Foreword

Some people rip through life as if their hair were on fire. Others sit fearfully on the sidelines hoping not to catch sparks. Then there are those who don’t care one way or the other. They say, “Bring it on . . . or not . . . whatever.”

Many people don’t fight external hair fires or indifference to life. Instead, they are the silent majority who trudge through their days with an internal pain carefully hidden behind cheerful competence. However, known only to the mask holder is the fear of mask slippage. Such slippage threatens to reveal deep shame, fear of rejection, and horror at being truly seen. Actually, those responses may be indicators of an undiagnosed depression: the sense that somehow “I can’t make life work. I feel desperate and not sure I even care about anything anymore.”

Here is the good news about mask slippage. When the mask slips or drops, there is no more pretending you have your ducks in a row. There is the freedom to admit you never liked those ducks anyway. In fact, you don’t care if you ever see them again. In case you see yourself in any of these descriptions and would love to not only find relief from your pain but also gain an understanding of that pain, I suggest you read Hope Prevails by Dr. Michelle Bengtson.

The book title is your first clue to the book’s message. There is always hope in spite of the degree of inner pain you are experiencing.

Dr. Bengtson is a board certified neuropsychologist.

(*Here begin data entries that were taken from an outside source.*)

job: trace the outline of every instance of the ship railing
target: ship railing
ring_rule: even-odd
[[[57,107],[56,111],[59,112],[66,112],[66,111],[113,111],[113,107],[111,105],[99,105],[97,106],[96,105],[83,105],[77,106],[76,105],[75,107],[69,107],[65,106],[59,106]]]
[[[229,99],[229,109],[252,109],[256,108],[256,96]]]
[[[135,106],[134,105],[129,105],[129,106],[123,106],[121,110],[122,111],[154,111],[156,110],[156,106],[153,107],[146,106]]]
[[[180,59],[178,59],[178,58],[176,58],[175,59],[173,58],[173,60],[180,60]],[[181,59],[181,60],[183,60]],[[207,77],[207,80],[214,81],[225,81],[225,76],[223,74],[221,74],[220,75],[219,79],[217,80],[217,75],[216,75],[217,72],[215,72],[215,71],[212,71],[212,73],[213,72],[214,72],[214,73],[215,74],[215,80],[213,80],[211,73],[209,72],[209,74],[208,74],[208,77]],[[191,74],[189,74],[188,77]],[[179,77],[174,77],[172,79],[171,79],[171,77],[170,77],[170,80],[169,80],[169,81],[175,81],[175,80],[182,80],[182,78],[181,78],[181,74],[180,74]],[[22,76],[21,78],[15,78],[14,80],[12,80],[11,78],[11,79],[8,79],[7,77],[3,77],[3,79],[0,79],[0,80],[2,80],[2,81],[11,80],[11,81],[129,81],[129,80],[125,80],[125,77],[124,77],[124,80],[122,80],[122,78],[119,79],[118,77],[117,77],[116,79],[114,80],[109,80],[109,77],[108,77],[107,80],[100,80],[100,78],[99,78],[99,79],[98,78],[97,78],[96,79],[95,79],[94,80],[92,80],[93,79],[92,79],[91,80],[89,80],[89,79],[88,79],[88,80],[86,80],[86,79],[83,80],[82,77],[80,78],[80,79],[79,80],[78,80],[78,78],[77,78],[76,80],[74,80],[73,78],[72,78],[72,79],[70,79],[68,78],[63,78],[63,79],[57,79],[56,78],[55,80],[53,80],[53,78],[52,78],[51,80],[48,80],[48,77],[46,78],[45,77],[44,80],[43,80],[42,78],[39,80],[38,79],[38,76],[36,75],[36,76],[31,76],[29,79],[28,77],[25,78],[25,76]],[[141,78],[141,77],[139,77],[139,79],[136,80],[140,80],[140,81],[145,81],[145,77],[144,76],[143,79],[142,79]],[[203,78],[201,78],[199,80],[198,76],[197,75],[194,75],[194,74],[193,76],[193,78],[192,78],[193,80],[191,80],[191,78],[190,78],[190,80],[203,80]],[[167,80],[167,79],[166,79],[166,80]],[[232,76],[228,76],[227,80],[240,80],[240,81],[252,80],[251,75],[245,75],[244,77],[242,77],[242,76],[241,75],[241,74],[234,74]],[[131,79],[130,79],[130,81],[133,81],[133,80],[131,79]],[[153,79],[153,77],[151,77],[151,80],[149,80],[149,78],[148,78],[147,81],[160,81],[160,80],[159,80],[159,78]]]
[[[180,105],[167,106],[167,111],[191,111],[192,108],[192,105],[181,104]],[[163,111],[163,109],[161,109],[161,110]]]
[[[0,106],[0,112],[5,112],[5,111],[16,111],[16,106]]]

Although a highly trained and specialized doctor in brain-behavior relationships, she makes this vulnerable and compelling opening statement in her book: “I see patients in my office every week with mental health disorders, including depression. I diagnose their condition and make treatment recommendations. Yet all my education and experience didn’t protect me from succumbing to this devastating condition myself.”

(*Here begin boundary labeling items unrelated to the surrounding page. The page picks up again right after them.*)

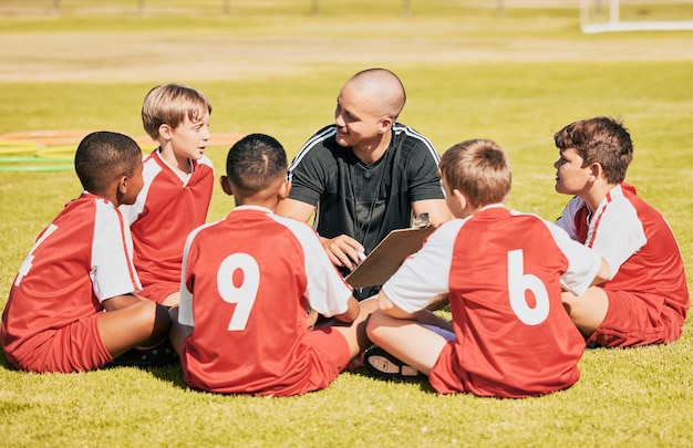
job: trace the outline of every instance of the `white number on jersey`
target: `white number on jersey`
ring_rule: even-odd
[[[58,226],[55,226],[54,223],[51,223],[45,231],[43,232],[43,235],[41,236],[41,238],[39,238],[37,240],[37,242],[33,243],[33,247],[31,248],[31,250],[29,251],[29,254],[27,256],[27,258],[24,259],[24,261],[22,261],[22,265],[19,267],[19,273],[17,274],[17,279],[14,279],[14,285],[19,286],[19,284],[22,282],[22,279],[24,277],[27,277],[29,274],[29,271],[31,270],[31,267],[33,265],[33,252],[37,250],[37,248],[39,246],[41,246],[41,243],[43,241],[45,241],[45,239],[48,237],[51,236],[51,233],[53,233],[55,230],[58,230]]]
[[[536,304],[530,308],[525,298],[529,290]],[[511,250],[508,252],[508,292],[510,294],[510,308],[513,312],[527,325],[538,325],[546,321],[549,315],[549,294],[546,285],[537,275],[525,273],[523,251]]]
[[[217,272],[217,289],[225,302],[236,303],[228,331],[246,329],[259,286],[260,268],[252,257],[234,253],[224,259]]]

She goes on to say, “I’ve written this book because I’ve been there.” When someone of Dr. Bengtson’s professional stature and training tells me depression can hit and debilitate anyone at anytime, I take notice. I also take heart. She says, “I’m writing today from where I stand, the other side of depression’s valley. I encourage you to persevere. You will not always feel this way. There are brighter days ahead.”

There are many fine, worthy, and insightful books about depression, but in my view, Dr. Bengtson’s trumps them all. She does not underestimate the value of medication, therapy, exercise, and wise food choices. But in her words, “Only when I started to understand what depression does to us spiritually, as well as what it cannot do, . . . did I finally begin to experience the chains of depression falling off.”

Each chapter of the book concludes with a recommended playlist of music that was uplifting and encouraging to her. She believes that listening to praise and worship music helped her hold on when her grip was shaky.

To those of us frail human beings who suffer from a shaky grip, or to those who seriously fear not making it through life, God says he will never leave us. We will make it. This book will underscore that biblical truth over and over again. Our first step of making it to the other side of the valley of depression may well be falling into the competent and compassionately written words of this God-honoring book: Hope Prevails.